Gott, ja, das ist mir auch schon vorher aufgefallen, aber es ist noch lange kein Grund, ihm nicht seine Ruhe zu gönnen. Ich will nichts überstürzen.
'Ihr wart kurz davor, in der Schule Sex zu haben.'
Plötzlich schießt mir die Röte ins Gesicht und ich gucke hastig zur Seite, damit Ginny es nicht sieht. Mein Herz fängt wieder an zu rasen, während ein erregender Schauer mich bei der Erinnerung durchfährt.
Das war...
'Ja?'
Das, naja, ich wollte das gar nicht. Keine Ahnung.
Er grinst mich bloß an.
Ach, lass mich doch in Ruhe, schnaufe ich beleidigt. Als ich Druck an meiner Schulter spüre, drehe ich den Kopf zur Seite - und fahre erschrocken zusammen. Ginny hat sein Kinn auf mir abgelegt, um mit für mich leider Gottes undeutbarem Blick zu mir aufzusehen. Was würde ich dafür geben, zu wissen, was jetzt in ihm vorgeht.
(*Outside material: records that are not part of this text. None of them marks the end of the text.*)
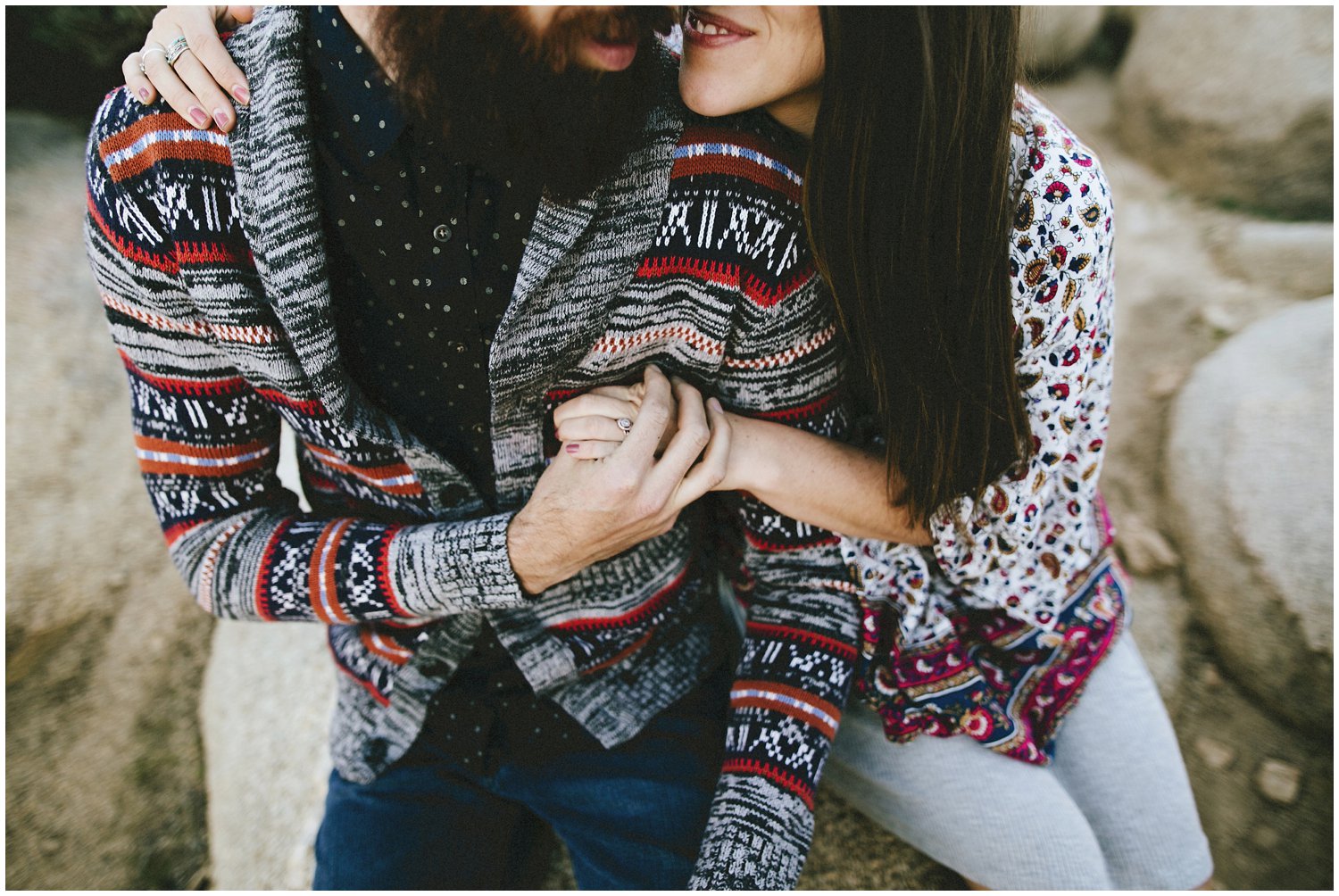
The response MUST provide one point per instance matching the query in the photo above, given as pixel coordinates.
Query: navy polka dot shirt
(423, 252)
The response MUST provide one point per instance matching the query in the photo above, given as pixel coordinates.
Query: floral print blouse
(991, 631)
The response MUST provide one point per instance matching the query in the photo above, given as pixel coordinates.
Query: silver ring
(176, 48)
(145, 51)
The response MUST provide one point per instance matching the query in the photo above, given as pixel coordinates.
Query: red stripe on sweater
(645, 609)
(262, 577)
(803, 412)
(129, 249)
(383, 571)
(736, 166)
(813, 639)
(308, 407)
(779, 777)
(228, 386)
(776, 547)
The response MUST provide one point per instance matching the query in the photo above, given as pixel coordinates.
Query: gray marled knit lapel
(273, 157)
(580, 256)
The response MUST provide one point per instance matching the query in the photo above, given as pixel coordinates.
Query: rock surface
(264, 713)
(1293, 256)
(1236, 106)
(1251, 477)
(1054, 37)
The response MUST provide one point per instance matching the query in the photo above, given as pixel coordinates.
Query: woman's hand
(195, 86)
(592, 426)
(583, 512)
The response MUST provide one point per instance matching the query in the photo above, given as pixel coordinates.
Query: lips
(709, 29)
(613, 56)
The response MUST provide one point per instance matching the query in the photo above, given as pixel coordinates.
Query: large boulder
(265, 710)
(1296, 256)
(1235, 104)
(1054, 37)
(1250, 467)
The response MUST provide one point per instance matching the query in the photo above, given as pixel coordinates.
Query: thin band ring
(147, 50)
(176, 48)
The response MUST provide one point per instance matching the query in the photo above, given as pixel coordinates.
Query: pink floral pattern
(993, 631)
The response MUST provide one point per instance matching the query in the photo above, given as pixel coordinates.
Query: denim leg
(632, 817)
(423, 826)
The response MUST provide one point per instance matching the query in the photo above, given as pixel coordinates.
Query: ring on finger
(147, 50)
(176, 48)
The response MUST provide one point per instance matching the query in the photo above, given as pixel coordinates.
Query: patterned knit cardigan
(208, 252)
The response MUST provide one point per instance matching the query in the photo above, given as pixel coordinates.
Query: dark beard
(519, 106)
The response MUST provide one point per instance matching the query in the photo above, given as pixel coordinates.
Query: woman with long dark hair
(966, 235)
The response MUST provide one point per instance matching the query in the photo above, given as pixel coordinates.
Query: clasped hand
(607, 489)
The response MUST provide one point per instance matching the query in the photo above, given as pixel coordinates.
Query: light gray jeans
(1113, 810)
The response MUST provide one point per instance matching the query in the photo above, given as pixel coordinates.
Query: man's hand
(195, 85)
(583, 512)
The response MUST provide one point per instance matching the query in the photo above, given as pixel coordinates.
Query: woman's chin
(711, 104)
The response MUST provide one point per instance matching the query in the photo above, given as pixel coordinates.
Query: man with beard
(410, 281)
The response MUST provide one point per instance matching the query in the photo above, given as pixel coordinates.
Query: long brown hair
(910, 212)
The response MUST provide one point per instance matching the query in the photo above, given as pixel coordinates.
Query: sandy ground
(104, 650)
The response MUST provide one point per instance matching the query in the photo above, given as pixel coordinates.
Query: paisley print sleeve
(1034, 529)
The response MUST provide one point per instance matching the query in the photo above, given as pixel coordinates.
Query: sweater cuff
(757, 837)
(454, 567)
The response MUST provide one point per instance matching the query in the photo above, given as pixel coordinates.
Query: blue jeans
(632, 816)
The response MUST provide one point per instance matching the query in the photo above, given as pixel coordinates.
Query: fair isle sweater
(209, 257)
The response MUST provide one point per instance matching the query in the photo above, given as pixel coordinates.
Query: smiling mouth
(706, 29)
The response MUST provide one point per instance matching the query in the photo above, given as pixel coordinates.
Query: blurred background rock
(129, 767)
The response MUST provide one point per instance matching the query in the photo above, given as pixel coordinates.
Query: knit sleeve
(1035, 528)
(206, 438)
(801, 617)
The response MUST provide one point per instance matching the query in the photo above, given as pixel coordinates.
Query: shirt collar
(355, 86)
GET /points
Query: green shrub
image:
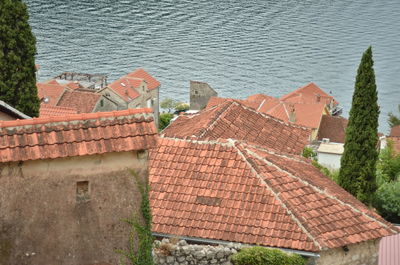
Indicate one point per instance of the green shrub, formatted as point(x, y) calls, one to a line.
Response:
point(266, 256)
point(165, 119)
point(387, 201)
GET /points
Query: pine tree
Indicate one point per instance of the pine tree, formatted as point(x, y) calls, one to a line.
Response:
point(358, 163)
point(17, 58)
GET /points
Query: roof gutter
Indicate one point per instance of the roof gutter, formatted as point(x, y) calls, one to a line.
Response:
point(222, 242)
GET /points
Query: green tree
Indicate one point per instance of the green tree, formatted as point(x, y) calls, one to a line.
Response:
point(358, 163)
point(17, 58)
point(393, 119)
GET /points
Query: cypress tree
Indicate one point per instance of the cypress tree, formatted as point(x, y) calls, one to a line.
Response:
point(17, 58)
point(358, 163)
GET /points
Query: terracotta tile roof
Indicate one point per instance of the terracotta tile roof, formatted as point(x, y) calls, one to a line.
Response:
point(333, 128)
point(308, 94)
point(395, 131)
point(389, 253)
point(126, 87)
point(49, 111)
point(233, 120)
point(228, 190)
point(77, 135)
point(51, 90)
point(83, 102)
point(152, 83)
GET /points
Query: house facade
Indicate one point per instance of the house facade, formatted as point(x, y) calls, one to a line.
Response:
point(67, 182)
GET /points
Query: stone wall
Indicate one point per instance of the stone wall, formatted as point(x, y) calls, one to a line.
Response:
point(182, 253)
point(365, 253)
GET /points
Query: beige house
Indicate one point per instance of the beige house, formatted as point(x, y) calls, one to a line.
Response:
point(66, 183)
point(135, 90)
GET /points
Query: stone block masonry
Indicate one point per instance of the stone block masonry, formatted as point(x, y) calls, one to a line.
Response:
point(181, 253)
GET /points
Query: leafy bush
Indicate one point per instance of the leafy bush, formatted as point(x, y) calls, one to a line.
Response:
point(387, 201)
point(165, 119)
point(266, 256)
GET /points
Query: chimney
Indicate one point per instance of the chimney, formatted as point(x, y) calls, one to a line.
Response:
point(292, 114)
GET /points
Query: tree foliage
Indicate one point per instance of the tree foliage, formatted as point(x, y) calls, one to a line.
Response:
point(393, 119)
point(266, 256)
point(17, 58)
point(358, 163)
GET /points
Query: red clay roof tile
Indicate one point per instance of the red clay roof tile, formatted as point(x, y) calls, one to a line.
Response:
point(77, 135)
point(48, 111)
point(278, 201)
point(233, 120)
point(83, 102)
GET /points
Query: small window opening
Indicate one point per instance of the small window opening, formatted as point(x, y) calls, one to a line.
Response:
point(82, 191)
point(142, 154)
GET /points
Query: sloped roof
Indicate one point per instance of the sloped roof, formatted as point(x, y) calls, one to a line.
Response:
point(83, 102)
point(77, 135)
point(333, 128)
point(51, 90)
point(49, 111)
point(395, 131)
point(152, 83)
point(233, 120)
point(12, 111)
point(232, 191)
point(126, 87)
point(308, 94)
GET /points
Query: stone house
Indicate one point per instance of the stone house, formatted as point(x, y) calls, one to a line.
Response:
point(232, 119)
point(229, 191)
point(66, 183)
point(59, 98)
point(200, 93)
point(8, 113)
point(135, 90)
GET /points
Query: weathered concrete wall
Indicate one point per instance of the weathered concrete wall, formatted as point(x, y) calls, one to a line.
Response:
point(47, 218)
point(6, 117)
point(200, 93)
point(365, 253)
point(182, 253)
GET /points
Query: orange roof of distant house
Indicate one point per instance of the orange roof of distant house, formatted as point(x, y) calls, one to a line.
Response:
point(49, 111)
point(232, 191)
point(395, 131)
point(152, 83)
point(333, 128)
point(51, 90)
point(77, 135)
point(83, 102)
point(126, 87)
point(233, 120)
point(308, 94)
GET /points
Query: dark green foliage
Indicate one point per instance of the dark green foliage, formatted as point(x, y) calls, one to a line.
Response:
point(17, 58)
point(141, 230)
point(387, 201)
point(393, 119)
point(266, 256)
point(358, 163)
point(165, 119)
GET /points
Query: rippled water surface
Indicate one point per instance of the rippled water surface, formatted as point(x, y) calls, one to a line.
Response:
point(239, 47)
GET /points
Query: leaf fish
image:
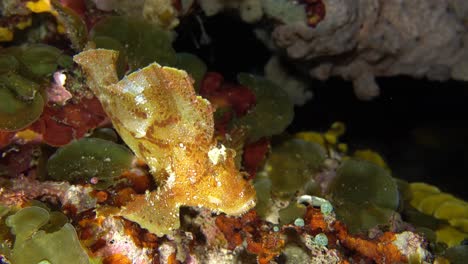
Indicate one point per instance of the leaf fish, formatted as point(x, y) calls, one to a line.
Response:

"Du hast gesagt, du hast zwei Persönlichkeiten, oder?", kommt die Frage, die ich wohl am wenigstens erwartet habe, weshalb ich mit einem schlichten "Ja." antworte.
"Und welche biste du grade?", will er wissen - und als ich ihn nur ratlos ansehe, fügt er hinzu: "Der, der mit mir zusammen war, oder der andere?"
"Der... andere", gebe ich langsam von mir, wobei mein Hals sich wie ausgetrocknet anfühlt. Schwer schluckend versuche ich, das unangenehme Kratzen loszuwerden.
"Aha", macht er nichtssagend. Den Blick von meinem Gesicht abwendend lässt er ihn an mir vorbei in die Landschaft schweifen, bevor er sich nach einigen Sekunden wieder von mir weg setzt.
"Tut mir leid. Das war wohl nicht, was du hören wolltest?"
"Weiß ich nicht", gibt er schulterzuckend zurück, "Das ist seltsam."
"Wem sagst du das", seufze ich meine Ellenbogen auf den Knien aufstützend und mein Gesicht in den Händen verbergend. Wir schweigen uns an; minutenlanges Nebeinandersitzen, während jeder - ganz für sich - über den anderen nachdenkt.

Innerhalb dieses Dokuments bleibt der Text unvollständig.